= Public procurement in Kenya =

Public procurement in Kenya is governed by the Public Procurement and Asset Disposal Act 2015, whose full title is "An Act of Parliament to give effect to Article 227 of the Constitution; to provide procedures for efficient public procurement and for assets disposal by public entities; and for connected purposes". This legislation came into effect on 7 January 2016, repealing the previous Public Procurement and Disposal Act of 2005, and all state organs and public entities within Kenya are required to comply with this law in regard to planning and undertaking procurement, inventory management, asset disposal and contract management, except where the provisions of the Public Private Partnership Act, 2013 already apply to procurement and disposal of assets, or where procurement and disposal of assets takes place under bilateral or multilateral agreements between the Government of Kenya and any other foreign government or multilateral agency.

The law provides for the National Treasury to be responsible for public procurement and asset disposal policy formulation.

== History ==
Public procurement in Kenya is a newer market compared to other Western countries. Since Kenya was a colonial entity of the United Kingdom until the middle of the 20th century, there was no Kenyan government to conduct public procurement. In the early days of the country there was no regulation of the public procurement market. Thus, the laws and traditions regarding public procurement are mostly from the 21st century. Until the establishment of the Public Procurement Oversight Authority in 2005, regulation of public procurement in Kenya was largely done by treasury circulars.

Article 227 of the 2010 Constitution of Kenya provided for new standards for public procurement. This article requires public procurement to be set up in a manner that is fair, equitable, transparent, competitive, and cost effective. It also set requirements for the Kenyan parliament to pass procurement regulations that would provide for preferential allotment of contracts and protection for disadvantaged groups. It will also have to pass regulations that would provide for sanctions for non-performing contractors and those found guilty of corruption, tax violations, or labor law violations.

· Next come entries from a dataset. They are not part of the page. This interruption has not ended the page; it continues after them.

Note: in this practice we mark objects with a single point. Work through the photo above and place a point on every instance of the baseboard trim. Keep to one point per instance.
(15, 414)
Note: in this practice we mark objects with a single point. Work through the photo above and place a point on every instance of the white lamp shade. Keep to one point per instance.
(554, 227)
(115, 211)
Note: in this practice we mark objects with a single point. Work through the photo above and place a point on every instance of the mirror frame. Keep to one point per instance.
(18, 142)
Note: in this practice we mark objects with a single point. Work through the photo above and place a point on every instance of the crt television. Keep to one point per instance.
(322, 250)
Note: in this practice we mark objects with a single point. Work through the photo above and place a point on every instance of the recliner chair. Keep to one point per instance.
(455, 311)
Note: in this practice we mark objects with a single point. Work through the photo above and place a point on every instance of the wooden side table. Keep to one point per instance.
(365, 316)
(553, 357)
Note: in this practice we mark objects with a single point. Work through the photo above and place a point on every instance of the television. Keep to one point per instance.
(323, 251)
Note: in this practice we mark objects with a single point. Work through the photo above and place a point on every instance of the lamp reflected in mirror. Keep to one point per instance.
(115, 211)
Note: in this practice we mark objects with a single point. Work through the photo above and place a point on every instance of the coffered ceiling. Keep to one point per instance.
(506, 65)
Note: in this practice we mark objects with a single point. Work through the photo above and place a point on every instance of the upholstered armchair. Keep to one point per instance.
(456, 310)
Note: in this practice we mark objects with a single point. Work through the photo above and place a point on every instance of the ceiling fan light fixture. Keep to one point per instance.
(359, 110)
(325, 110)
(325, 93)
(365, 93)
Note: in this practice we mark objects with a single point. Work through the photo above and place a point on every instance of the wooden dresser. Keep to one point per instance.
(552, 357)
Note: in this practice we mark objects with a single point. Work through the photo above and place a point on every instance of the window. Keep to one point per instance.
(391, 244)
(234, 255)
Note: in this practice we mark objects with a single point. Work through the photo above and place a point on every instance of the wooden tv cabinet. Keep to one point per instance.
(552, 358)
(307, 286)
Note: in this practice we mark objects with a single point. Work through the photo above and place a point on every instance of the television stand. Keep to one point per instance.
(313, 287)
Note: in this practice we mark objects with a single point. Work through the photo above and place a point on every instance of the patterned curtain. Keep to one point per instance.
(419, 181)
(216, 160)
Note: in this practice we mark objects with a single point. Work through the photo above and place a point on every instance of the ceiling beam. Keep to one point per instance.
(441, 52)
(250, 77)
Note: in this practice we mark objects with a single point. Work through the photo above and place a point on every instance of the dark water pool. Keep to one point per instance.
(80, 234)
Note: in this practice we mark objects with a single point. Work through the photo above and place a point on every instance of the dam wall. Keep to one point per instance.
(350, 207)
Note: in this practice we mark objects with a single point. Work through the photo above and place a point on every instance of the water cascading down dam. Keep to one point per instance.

== Government authorities ==
Public procurement in Kenya is overseen by the Public Procurement Oversight Authority (PPOA). The Public Procurement Oversight Authority was established by the Public Procurement and Disposal Act of 2005.

The Public Procurement and Disposal Act of 2005 also established the Public Procurement Advisory Board (PPAB), the continuance of the Public Procurement Complaints, Review and Appeals Board as the Public Procurement Administrative Review Board (PPARB).

==Access to government procurement opportunities==
The Access to Government Procurement Opportunities (AGPO) law, originally introduced in 2012, set aside 10% of government contracts to be awarded to disadvantaged groups (i.e. enterprises owned by young people, women or persons with a disability) without competition from established firms. This percentage was increased to 30% in 2013. The AGPO policy also covers micro and small enterprises, local and citizen contractors and citizen contractors in joint ventures with foreign suppliers.

== Problems with public procurement in Kenya ==
The Public Procurement Oversight Authority (PPOA) estimated in 2007 that procuring entities in Kenya were paying around 60% more than prevailing market prices. This signals that there is an noncompetitive procurement market in Kenya. It is estimated that 25% of public expenditure can be saved by proper implementation of public procurement laws and regulations in Kenya.

According to a 2007 assessment undertaken using OECD methodology, the legal and regulatory framework set up for public procurement in the last decade has strengthened the system, but weaknesses still exist. There are significant challenges to applying the newly set framework and enforcing the laws. Other issues are the disproportionate reliance on quotations for procurement, as well as significant differences in procurement methods between public entities.

== Chinese influence ==
Public procurement in Kenya has close relations with Chinese investments. The Chinese government has invested heavily in building infrastructure in the region, including providing debt for the Kenyan government to hire Chinese firms to build infrastructure projects. A major example of this is the pipeline connecting Nairobi to Mombasa.

Opposition figures have criticized the use of public funds to award contracts to Chinese firms, as these contractors often bring in workers from China, which reduces job opportunities for native Kenyans.